Some good questions today:

1. How do you get dog slobber off the windows of your car?  Dip a wet sponge into some soda ash (washing soda, or sodium carbonate) and rub it on as you would a powder cleanser.  Rinse and wipe away.  If there are white streaks when it dries, they can be wiped away with a bit of vinegar on a sponge.

2. Bore stains.  Bore stains are ferric oxide (rust) caused by the oxidation of iron in the bore water by atmospheric oxygen.  The solution for removal is an acid.  And the best option is probably sulphamic acid, which you find in Easy Off BAM bathroom cleaner.  Spray it on, let it soak for a minute or two, and it should just wipe off.  Failing that, you could try powdered pool acid from Bunnings, or powdered citric acid (but I’m not sure where you can get that from).

3.  Demisting your windscreen.  I suggested a preventative approach – wiping the inside of your windscreen with dishwashing detergent.  But off air, a truckie called in and suggested hairspray.  That’s what I love about my radio show, clever ideas from listeners.  As it happens, if you do have a misty windscreen, hairspray would be an excellent way to demist it (with one caveat).

The reason it would work, is that hairspray is alcohol based.  We have seen that short chain alcohols possess the property to both mixed with oil and water to a degree.  In this case, the alcohol will break the surface tension of the little beads of water that are scattering the light as it passes through your windscreen, making it look opaque (misty).

Because the alcohol breaks the surface tension, it allows the drop to wet, or smear, across the surface so that it will not disrupt the passage of light, and therefore the mist disappears.
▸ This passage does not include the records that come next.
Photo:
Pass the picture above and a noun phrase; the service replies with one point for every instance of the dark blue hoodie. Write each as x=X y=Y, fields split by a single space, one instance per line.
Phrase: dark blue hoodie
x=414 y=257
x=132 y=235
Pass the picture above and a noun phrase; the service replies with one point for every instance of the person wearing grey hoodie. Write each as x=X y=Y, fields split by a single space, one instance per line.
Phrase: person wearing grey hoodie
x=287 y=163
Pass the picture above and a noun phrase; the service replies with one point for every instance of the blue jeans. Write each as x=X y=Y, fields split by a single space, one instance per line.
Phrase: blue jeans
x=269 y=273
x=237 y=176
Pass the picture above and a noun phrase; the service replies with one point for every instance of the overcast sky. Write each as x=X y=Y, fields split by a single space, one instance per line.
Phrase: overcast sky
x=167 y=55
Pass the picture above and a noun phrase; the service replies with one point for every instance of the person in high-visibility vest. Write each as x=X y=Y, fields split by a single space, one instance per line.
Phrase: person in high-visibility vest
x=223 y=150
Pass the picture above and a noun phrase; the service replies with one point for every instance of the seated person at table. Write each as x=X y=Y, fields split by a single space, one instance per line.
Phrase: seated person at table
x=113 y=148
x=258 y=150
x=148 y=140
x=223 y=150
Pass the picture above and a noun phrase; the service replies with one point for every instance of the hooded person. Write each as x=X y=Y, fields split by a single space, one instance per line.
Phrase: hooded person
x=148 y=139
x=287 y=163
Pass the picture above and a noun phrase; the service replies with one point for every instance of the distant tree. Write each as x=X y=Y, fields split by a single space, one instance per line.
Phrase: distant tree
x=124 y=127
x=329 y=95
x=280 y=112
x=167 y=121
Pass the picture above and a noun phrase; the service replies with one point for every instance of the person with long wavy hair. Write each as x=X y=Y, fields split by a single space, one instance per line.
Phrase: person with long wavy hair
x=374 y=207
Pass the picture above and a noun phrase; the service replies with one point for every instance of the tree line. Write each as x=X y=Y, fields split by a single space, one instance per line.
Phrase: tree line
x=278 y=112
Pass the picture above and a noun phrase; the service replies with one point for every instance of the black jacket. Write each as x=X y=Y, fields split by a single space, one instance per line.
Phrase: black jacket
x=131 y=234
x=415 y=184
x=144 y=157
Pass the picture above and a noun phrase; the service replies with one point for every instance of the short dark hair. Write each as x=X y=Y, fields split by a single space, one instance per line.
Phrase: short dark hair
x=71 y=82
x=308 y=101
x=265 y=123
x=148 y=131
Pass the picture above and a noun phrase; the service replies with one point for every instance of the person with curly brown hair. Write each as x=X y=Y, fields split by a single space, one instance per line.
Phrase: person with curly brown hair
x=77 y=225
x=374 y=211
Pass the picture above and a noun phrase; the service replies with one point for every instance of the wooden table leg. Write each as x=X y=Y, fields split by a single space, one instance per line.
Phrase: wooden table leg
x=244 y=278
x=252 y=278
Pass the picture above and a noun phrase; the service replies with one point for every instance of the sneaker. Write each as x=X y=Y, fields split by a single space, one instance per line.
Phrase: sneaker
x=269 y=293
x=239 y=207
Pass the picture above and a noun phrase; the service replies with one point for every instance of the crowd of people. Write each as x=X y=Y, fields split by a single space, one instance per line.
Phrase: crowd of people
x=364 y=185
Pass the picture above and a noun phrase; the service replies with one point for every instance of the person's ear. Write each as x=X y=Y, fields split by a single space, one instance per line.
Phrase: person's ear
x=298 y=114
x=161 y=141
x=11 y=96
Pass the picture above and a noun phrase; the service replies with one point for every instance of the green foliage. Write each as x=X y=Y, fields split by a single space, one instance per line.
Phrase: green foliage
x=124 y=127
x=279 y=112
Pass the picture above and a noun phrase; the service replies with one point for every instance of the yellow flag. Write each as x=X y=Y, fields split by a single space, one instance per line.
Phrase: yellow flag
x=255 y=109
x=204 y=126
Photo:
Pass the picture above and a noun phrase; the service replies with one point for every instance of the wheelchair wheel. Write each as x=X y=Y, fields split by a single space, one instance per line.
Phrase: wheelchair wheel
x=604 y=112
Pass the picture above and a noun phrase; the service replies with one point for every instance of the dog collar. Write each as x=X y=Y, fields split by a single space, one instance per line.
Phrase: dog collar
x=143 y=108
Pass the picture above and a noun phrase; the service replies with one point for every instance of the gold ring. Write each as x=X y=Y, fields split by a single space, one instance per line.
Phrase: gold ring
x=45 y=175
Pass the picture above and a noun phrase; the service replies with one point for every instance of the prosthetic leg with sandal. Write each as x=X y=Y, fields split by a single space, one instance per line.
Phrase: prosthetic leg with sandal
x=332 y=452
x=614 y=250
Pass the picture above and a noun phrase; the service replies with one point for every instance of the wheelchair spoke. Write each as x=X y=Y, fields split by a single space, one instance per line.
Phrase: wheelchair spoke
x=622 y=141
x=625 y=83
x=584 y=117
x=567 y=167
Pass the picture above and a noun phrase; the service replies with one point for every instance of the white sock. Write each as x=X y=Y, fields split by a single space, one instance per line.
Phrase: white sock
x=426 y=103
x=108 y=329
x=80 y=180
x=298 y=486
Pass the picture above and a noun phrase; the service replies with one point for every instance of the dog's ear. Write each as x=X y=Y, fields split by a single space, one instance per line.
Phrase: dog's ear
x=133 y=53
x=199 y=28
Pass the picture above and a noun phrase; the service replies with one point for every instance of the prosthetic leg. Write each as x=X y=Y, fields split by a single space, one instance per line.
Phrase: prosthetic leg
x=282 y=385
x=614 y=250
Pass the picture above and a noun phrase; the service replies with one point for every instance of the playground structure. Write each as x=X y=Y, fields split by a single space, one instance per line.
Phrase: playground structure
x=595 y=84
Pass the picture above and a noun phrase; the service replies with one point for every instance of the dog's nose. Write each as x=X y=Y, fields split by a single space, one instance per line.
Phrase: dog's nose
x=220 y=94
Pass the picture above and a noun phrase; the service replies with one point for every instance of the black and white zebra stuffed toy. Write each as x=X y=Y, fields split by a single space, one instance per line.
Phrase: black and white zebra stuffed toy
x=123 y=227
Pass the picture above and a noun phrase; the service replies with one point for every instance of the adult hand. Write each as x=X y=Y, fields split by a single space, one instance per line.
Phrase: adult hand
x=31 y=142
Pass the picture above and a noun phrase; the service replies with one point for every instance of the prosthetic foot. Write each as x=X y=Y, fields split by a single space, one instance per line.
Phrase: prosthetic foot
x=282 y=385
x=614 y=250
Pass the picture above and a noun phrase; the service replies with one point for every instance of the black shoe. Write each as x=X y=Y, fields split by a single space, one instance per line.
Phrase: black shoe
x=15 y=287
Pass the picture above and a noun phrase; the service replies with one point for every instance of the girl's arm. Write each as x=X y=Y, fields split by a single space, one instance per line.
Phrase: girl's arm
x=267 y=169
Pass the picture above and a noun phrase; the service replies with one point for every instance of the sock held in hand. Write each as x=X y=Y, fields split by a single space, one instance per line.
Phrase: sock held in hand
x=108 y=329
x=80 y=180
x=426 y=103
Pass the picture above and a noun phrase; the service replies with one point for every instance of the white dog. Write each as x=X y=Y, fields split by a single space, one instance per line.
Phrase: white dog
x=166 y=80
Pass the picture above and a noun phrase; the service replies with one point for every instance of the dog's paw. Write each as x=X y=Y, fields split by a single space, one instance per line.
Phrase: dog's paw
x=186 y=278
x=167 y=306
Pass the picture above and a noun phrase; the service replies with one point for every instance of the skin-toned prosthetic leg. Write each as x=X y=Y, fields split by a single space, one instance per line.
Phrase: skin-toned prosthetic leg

The only problem with hairspray, however, is that it does not contain just alcohol – it also contains the resins that stick your hair together.  And I’d suggest that spraying sticky stuff on the inside of your windscreen is not a particularly good idea, as it will suck up dust and cause the light to scatter badly, particularly if you are driving into the sun.

So the best thing is just to spray alcohol by itself. In other words, use Glen 20.  Glen 20 is just an alcohol spray – that’s all it is.  So you could spray as much of that onto your windscreen as you want and it would do a really nice job of demisting in a jiffy.